See more: The Best Olive Oils from Tunisia
The pro­duc­tion of organic olive oil in Tunisia increased rapidly in the past 10 years: from 670 tonnes in 2004 to 60,000 tonnes in 2015; while exports rose from 2,100 tonnes in 2004 to 13,500 tonnes in 2015.

Meanwhile, in 15 years the value of the export of Tunisian organic prod­ucts has increased expo­nen­tially from 2 mil­lion to €200 mil­lion Euros, pro­vid­ing much needed for­eign rev­enue.

The European Bank for Reconstruction and Development (EBRD) and (FAO) have been part­ner­ing with Tunisia’s Office National d’Huile for sev­eral years to improve the qual­ity, effi­ciency and com­pet­i­tive­ness of the Tunisian olive indus­try.

More Tunisian pro­duc­ers are look­ing to improve the qual­ity and effi­ciency of pro­duc­tion processes by invest­ing in upgrad­ing equip­ment and installing irri­ga­tion sys­tems, while olive mills are being updated with a two-phase extrac­tion sys­tem.
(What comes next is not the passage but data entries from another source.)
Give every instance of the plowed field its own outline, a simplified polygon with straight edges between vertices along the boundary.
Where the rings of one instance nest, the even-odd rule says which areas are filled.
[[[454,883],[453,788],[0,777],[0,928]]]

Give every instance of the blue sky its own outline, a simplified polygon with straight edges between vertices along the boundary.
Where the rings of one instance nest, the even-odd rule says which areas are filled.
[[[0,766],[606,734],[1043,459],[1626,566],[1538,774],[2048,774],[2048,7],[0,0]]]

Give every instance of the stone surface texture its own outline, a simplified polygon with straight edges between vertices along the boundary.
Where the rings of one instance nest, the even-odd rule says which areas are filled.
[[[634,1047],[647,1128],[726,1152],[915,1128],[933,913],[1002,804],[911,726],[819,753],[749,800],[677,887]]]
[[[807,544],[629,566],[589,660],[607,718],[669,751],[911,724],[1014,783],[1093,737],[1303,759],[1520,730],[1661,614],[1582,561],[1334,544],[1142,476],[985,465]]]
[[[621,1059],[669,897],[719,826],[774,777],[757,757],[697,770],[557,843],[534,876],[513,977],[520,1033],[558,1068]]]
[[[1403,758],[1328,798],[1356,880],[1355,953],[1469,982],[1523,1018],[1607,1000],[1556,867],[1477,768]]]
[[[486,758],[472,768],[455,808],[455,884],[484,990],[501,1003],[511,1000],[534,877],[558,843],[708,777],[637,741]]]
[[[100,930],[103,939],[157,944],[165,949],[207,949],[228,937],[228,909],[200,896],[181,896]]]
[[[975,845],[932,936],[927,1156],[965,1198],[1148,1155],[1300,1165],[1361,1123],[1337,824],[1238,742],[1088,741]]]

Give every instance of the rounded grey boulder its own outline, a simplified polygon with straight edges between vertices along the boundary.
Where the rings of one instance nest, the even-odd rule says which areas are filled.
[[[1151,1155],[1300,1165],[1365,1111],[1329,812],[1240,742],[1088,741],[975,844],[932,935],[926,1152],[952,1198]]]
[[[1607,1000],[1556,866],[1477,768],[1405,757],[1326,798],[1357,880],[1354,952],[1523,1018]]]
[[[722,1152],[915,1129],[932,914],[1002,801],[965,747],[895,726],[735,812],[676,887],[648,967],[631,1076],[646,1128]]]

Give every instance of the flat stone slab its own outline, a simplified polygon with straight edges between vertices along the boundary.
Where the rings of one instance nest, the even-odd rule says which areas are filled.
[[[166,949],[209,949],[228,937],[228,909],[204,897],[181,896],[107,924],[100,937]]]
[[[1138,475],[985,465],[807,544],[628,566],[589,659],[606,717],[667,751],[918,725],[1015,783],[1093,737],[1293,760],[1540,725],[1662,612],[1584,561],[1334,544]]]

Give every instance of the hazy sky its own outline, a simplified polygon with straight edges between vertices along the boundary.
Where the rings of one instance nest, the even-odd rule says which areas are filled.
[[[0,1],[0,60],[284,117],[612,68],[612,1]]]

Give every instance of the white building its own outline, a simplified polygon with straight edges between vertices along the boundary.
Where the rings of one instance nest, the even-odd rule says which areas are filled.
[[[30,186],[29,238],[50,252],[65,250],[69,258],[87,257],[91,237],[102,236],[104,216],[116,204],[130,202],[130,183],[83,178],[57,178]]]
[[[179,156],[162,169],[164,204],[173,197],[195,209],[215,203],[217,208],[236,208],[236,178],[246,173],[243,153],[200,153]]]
Over 100 olive mills in Tunisia are cer­ti­fied organic and the coun­try has sev­eral labs for chem­i­cal and sen­sory test­ing rec­og­nized by the International Olive Council (IOC).

At the same time, organic pro­duc­ers from Tunisia are gain­ing recog­ni­tion by win­ning awards at inter­na­tional com­pe­ti­tions like the NYIOOC World Olive Oil Competition (NYIOOC) and BIOL, an inter­na­tional com­pe­ti­tion in Italy ded­i­cated to organic olive oil.

A pro­mo­tional film in French released by the min­istry of agri­cul­ture ear­lier this year called “Tunisie; la terre du bio” (Tunisia: An Organic Land) show­cases the coun­try’s grow­ing organic indus­try and the growth in the exports of its prod­ucts.

At the launch of the film, the min­is­ter of agri­cul­ture, Samir Taïeb, said that organic agri­cul­ture in Tunisia is a cul­ture that has a reached a point where it can posi­tion itself at the inter­na­tional level and con­quer new mar­kets while pro­mot­ing the coun­try as a whole.

Taïeb also revealed that Tunisia has over 3,300 organic pro­duc­ers in dif­fer­ent sec­tors who export 50,000 tonnes of organic prod­ucts annu­ally to 60 coun­tries.